Oil May Rise Until Demand Collapses, Says Deutsche
By Ayesha Daya
April 28 (Bloomberg)
There is a ``huge risk'' that oil prices will continue to rise until demand collapses because additional supplies are limited and alternative fuels decades away from replacing crude, Deutsche Bank AG said.
``There is a huge risk that the oil price simply continues to escalate until it gets to some level ($200 a barrel?) when demand finally collapses because ordinary people can no longer afford to burn as much energy as they are burning now,'' Deutsche Bank's chief energy economist Adam Sieminski wrote in a report dated April 25.

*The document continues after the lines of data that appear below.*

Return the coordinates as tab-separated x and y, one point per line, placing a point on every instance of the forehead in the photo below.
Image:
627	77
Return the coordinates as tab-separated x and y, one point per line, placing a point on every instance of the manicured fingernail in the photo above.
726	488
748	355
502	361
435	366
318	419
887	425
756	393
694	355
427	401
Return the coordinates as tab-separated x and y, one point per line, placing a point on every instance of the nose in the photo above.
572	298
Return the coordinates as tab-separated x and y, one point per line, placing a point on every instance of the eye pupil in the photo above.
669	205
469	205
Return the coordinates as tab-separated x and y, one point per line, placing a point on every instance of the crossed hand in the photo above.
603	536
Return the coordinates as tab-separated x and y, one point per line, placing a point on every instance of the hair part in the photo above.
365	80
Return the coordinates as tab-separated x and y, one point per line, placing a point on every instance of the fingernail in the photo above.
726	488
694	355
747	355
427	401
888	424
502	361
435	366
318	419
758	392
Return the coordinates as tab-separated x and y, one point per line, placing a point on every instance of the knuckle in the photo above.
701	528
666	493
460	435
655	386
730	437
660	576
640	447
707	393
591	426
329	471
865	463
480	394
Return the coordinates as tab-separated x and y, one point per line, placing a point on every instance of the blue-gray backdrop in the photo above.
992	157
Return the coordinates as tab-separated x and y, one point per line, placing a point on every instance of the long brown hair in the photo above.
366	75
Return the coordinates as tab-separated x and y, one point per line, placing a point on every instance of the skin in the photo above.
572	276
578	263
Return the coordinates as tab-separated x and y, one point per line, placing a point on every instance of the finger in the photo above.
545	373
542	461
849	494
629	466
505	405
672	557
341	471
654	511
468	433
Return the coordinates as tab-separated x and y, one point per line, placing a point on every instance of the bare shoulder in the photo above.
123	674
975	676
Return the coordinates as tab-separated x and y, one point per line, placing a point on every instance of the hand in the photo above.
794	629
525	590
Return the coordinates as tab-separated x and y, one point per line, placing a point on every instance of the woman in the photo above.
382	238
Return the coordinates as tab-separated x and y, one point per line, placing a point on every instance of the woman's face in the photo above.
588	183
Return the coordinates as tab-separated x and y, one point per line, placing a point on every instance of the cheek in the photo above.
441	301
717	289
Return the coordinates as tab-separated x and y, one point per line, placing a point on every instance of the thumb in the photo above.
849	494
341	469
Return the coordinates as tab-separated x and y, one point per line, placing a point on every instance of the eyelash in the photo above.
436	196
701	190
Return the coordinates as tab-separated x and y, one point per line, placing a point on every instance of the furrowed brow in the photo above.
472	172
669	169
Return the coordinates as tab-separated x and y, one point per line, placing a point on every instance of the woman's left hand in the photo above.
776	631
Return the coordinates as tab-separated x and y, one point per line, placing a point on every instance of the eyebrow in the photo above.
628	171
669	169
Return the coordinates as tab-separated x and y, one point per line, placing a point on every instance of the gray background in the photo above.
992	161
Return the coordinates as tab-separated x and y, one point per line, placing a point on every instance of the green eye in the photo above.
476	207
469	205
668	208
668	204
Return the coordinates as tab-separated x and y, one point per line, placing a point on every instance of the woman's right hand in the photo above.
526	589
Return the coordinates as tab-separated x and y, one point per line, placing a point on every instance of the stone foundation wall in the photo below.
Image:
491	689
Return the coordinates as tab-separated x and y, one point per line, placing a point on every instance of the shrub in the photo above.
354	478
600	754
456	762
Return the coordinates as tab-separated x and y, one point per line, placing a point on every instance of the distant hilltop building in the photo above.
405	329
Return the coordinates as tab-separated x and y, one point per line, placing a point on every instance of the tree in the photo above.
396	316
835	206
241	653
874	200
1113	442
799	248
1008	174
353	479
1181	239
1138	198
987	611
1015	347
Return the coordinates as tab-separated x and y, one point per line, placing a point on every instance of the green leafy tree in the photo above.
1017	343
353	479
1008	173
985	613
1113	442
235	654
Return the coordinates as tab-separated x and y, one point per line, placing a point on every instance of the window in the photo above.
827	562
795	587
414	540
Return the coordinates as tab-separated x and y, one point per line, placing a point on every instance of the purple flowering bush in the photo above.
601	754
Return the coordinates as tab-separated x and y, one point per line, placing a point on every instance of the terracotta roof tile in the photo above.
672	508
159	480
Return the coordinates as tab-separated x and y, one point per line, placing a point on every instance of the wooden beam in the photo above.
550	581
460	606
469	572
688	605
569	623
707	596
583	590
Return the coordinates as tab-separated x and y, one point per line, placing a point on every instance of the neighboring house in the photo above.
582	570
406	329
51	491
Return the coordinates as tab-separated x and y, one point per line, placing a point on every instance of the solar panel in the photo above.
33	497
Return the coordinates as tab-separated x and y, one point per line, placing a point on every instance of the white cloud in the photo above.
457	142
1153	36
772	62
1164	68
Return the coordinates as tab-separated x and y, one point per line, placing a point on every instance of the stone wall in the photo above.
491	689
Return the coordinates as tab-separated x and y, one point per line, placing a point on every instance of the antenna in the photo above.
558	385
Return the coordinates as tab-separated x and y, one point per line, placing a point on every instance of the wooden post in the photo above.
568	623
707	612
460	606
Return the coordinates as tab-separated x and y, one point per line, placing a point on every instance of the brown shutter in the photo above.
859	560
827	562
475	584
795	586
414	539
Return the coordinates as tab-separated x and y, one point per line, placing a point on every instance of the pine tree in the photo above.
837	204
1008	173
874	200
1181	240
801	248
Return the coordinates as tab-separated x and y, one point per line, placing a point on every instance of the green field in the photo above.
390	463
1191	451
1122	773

Oil demand previously collapsed in the early 1980s, after nominal oil prices rose tenfold between 1970-73 and 1980-83, to $35 a barrel from around $3.50. Oil averaged about $25 a barrel from 2000-03, suggesting prices would have to increase to $250 a barrel in 2010-13 to have the same impact on oil users this time around, Sieminski said. Deutsche Bank's price forecast for Brent and West Texas Intermediate oil next year is $102.50 a barrel.
Oil prices have surged 82 percent in the past year as investors purchased contracts as a hedge against the dollar, which fell to a record low against the euro, and as an alternative to flagging equity markets. Crude oil rose to a record $119.93 a barrel today after BP Plc shut a North Sea pipeline and gunmen attacked police guarding Nigeria's largest oil and gas terminal.
Investment Needs
Additional oil supplies will come only from the Organization of Petroleum Exporting Countries, which produces 40 percent of the world's oil, because non-OPEC output will need ``enormous levels of investment'' just to maintain current levels of production.
``However, much of the remaining oil-in-the-ground in OPEC is run by National Oil Companies that have, by and large, been starved of investment capital by their own governments, for example Venezuela, Nigeria, Iran,'' Sieminski said.
The exception is Saudi Arabia, which holds the world's largest oil reserves. The country has no plans to raise output beyond its 2009 target of 12.5 million barrels a day, Oil Minister Ali al-Naimi said in an interview with Argus Media this month.
Any strengthening of the U.S. dollar would take time to stem the flow of investment into commodities, and alternative energies such as solar power or biofuels are at least a decade away from contributing to energy supply, Sieminski said.